Another reason for multi-asset funds’ popularity is the recent increased interest in so-called outcome-oriented funds. As opposed to their benchmarked counterparts, outcome-oriented funds – often referred to as growth, flexible or total return funds – are not tied to a benchmark and rather aim to achieve a “cash plus” or an “inflation plus” return with a certain long-term target level of risk. In the short term, their overall risk budget is often flexible, allowing the fund to take on more risk if market opportunities arise and to stay conservatively positioned to mitigate losses if risks surface. This also implies that outcome-oriented multi-asset funds are often less restrictive than traditional benchmarked mixed funds in terms of asset allocation, allowing their portfolio managers to take larger positions in their preferred asset classes. Mutual funds whose investment managers are able to make good use of this flexible fund design by accurately assessing the relative attractiveness of asset classes are clearly a strong value proposition for a broad base of clients.
Also, an increasingly prominent feature of many outcome-oriented multi-asset funds is their ability to manage their duration position more flexibly. By doing so, these funds can limit, eliminate or even benefit from potential interest rate increases, addressing a major concern of many clients.

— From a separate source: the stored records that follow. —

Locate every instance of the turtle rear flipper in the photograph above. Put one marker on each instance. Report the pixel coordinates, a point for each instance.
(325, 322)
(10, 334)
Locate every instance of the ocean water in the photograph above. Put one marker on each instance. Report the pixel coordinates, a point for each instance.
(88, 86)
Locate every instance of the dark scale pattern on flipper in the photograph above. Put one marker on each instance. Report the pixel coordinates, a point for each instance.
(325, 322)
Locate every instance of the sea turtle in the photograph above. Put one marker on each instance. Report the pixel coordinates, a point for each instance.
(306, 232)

A last point why multi-asset funds are gaining traction relates to the more risk-aware nature of clients. By allowing for more flexibility, well-managed flexible multi-asset strategies can provide attractive returns while running a risk level comparable to that of a diversified bond fund. Thus, many would-be fixed income investors are ever more turning to these investment strategies to satisfy their desire for safe returns at their desired level of overall risk. At the same time, potential equity investors can benefit from lower ex-ante risk of these funds, while still being able to participate to a big extent in an equity rally.

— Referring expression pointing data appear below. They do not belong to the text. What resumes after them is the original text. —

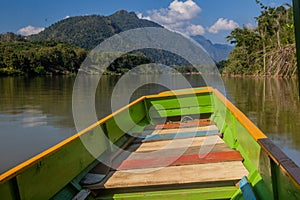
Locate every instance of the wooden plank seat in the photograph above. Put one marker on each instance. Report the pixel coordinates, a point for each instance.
(200, 174)
(182, 129)
(170, 136)
(193, 123)
(189, 159)
(155, 161)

With respect to risk, it is important to mention another impact of the global financial crisis which influences the way multi-asset managers must approach asset allocation in today’s environment. Markets now appear to be gripped by even more herd-like behavior and more frequent disruptions. Emotions can have such an impact that markets can fail to function rationally much more often. Economic cycles have become shorter. Therefore, investors need to be quick to respond to opportunities and risks that arise in a market. Due to the greater sensitivity of the real economy to markets, opportunities can quickly disappear and risks can quickly increase. While in the long term, markets are driven by fundamental factors, investor behaviour can influence their direction significantly. Multi-asset managers who are able to correctly measure, interpret and translate their assessment of behavioral factors at play in a particular market might offer a big advantage in this environment.